A butter pie is a traditional English savoury pie consisting mainly of onions, salt, potatoes and butter. It is also sometimes served on a barm cake (unsweetened bun). The pie is stocked by bakeries, chip shops, sandwich shops, local corner shops and some supermarkets within Lancashire. It is also known as Catholic pie, potato pie, Friday pie, air pie or a special.

== History ==

The pie is known to have been created for workers from Lancashire's Catholic community, to consume on days (mainly Friday) when meat could not be eaten.

From 2006, the butter pie was included in the annual World Pie Eating Championship in Wigan, in the vegetarian category.

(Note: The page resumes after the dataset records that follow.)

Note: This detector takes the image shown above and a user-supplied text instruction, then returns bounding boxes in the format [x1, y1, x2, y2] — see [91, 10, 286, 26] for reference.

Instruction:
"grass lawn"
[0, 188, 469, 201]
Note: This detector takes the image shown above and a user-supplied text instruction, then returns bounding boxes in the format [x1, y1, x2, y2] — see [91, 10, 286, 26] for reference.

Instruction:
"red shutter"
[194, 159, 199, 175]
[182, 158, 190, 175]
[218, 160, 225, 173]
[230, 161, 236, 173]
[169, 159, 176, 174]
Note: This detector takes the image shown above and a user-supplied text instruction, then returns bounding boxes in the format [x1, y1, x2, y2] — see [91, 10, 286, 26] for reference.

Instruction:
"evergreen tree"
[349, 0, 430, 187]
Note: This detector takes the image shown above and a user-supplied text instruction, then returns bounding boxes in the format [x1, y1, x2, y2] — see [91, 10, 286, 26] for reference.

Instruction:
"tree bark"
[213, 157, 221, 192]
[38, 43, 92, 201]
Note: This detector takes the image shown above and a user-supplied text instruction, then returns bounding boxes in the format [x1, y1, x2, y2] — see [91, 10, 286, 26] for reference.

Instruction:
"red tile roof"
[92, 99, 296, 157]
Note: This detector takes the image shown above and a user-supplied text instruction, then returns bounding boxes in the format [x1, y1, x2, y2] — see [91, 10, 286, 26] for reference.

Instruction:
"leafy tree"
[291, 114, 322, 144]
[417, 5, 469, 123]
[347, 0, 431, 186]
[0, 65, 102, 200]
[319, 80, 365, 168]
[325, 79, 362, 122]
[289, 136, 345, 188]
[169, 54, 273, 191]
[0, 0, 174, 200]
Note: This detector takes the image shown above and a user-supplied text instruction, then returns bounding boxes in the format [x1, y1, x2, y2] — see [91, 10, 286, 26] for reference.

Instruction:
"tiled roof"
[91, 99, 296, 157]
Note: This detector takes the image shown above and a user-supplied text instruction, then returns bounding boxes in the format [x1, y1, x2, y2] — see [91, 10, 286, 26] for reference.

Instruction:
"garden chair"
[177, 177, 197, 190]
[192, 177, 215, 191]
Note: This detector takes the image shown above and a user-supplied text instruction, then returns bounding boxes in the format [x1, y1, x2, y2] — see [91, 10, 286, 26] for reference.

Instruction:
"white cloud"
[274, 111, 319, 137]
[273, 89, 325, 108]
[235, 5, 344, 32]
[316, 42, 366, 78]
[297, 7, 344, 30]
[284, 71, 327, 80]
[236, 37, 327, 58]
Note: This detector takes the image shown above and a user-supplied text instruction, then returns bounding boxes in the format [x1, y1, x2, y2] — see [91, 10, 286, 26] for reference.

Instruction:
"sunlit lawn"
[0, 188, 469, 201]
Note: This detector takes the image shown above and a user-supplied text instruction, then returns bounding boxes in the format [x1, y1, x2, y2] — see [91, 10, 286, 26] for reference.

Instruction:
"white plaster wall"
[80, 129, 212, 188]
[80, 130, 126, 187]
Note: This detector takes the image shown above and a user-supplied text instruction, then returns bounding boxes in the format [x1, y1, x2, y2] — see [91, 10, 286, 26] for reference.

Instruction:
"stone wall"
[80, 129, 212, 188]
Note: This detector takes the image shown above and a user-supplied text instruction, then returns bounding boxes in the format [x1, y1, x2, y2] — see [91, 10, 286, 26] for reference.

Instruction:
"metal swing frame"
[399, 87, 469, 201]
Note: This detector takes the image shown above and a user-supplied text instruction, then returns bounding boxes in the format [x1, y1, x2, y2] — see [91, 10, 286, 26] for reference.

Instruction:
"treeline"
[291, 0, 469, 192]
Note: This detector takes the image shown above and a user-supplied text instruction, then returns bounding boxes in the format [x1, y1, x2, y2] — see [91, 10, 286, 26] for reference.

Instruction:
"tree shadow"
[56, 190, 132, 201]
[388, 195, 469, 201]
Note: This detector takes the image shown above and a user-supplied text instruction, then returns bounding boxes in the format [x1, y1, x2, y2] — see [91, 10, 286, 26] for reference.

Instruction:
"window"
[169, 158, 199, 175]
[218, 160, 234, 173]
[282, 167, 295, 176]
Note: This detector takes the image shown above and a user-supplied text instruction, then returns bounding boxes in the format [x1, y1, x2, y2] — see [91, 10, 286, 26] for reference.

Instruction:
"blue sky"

Butter pies were served on match days at Deepdale, the stadium of Preston North End F.C. until 2007 when the providers, Ashworth Foods Ltd, ceased trading. With the new providers, Holland's Pies not offering a butter pie, two Preston North End fans started a campaign on Facebook calling for the return of butter pies to the matchday menu. As of 2016, the butter pie had returned to Deepdale.

== Areas served ==

The butter pie is served in most areas of the historic boundaries of Lancashire, including Blackburn, Blackpool, Bolton, Burnley, Bury, Chorley, Lancaster, Preston, St Helens and Wigan (whose residents are sometimes known by the nickname pie-eaters).